Aligner les amendes n’est pas l’unique solution. Le trio fait aussi beaucoup de prévention et de pédagogie. À l’image de cette petite embarcation interceptée quinze minutes plus tard, elle aussi trop rapide. « Où sont vos gilets de sauvetage ? Votre lampe torche ? Ce matériel est obligatoire à bord et vous n’avez rien », déplore l’adjudant-chef.
Après une leçon de sécurité, les occupants, blêmes, poursuivront leur virée avec un simple avertissement. « Qu’on ne les y reprenne pas », préviennent-ils en revanche.
Une augmentation des « comportements désagréables »
Arnaud Ciaravino / Nice-Matin
Contrôler en mer, c’est aussi s’apercevoir de certaines évolutions. « Nous sommes de plus en plus sollicités sur le volet de la protection de l’environnement marin, révèle Hervé. Par exemple, la destruction ou l’arrachage de l’herbier de posidonie par les ancres de bateaux constitue une infraction grave. »

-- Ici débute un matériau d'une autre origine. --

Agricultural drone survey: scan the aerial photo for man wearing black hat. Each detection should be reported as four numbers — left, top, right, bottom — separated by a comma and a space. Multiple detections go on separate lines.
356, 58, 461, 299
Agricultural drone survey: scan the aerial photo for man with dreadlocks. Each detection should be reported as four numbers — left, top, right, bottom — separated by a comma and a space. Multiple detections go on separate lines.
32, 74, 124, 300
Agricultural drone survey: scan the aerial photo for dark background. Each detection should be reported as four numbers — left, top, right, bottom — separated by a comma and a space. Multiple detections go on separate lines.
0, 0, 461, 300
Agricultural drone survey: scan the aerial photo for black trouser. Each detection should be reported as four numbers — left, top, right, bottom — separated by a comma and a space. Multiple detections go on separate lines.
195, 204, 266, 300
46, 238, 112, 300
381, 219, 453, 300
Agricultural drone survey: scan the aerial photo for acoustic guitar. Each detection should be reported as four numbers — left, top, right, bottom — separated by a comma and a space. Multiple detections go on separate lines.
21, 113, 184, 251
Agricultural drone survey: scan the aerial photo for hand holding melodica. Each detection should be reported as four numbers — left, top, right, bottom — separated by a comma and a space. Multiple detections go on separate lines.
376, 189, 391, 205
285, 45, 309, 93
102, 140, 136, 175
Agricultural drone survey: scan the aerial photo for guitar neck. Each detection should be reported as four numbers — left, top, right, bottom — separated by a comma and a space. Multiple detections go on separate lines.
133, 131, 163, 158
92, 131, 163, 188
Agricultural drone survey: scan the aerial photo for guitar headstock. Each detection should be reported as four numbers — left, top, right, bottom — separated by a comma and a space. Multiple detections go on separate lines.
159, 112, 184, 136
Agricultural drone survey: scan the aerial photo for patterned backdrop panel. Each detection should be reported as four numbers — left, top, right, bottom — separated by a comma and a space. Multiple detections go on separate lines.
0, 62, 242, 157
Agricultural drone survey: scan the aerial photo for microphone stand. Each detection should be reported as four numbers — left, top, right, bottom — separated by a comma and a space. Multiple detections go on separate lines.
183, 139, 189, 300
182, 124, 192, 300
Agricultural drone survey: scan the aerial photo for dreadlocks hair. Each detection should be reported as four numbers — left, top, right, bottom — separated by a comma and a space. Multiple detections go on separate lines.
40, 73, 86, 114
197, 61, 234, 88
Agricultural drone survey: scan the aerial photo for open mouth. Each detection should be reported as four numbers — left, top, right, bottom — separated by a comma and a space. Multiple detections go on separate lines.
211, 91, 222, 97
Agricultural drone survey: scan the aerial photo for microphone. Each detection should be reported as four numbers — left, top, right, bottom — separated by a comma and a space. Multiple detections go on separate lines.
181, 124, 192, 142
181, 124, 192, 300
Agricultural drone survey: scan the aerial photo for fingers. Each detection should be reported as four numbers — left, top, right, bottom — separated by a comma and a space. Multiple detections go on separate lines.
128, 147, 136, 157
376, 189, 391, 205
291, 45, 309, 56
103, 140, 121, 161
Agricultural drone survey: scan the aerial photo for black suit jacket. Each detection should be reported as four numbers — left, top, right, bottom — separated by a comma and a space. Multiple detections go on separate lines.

Ce samedi matin, l’ambiance est toutefois calme. Ce qui n’est pas toujours le cas : « Nous faisons face à une nette augmentation des incivilités lors des contrôles. Les gens contestent de plus en plus notre autorité, même lorsque nous faisons de la simple prévention. »
Les plaisanciers sont pourtant bien contents lorsque ces mêmes militaires volent à leur secours. Comme pour ce petit bateau tombé en panne de moteur, à seulement quelques mètres des rochers. « Composez le 196 pour joindre les secours », conseillent-ils, après avoir tenté de le redémarrer.
Si personne ne vient remorquer les malheureux, les gendarmes ne s’interdiront pas de s’en charger. « Il fait beau donc ça va, mais si la mer était démontée, on ne se poserait même pas la question, glisse Maël. Assister les personnes en danger n’est pas notre cœur de métier, mais nous le faisons dès que c’est nécessaire. »
Bilan de la journée sur l’ensemble des trois zones : 58 contrôles réalisés et 16 procès-verbaux d’infraction dressés.
1) Seuls les prénoms des militaires sont publiés.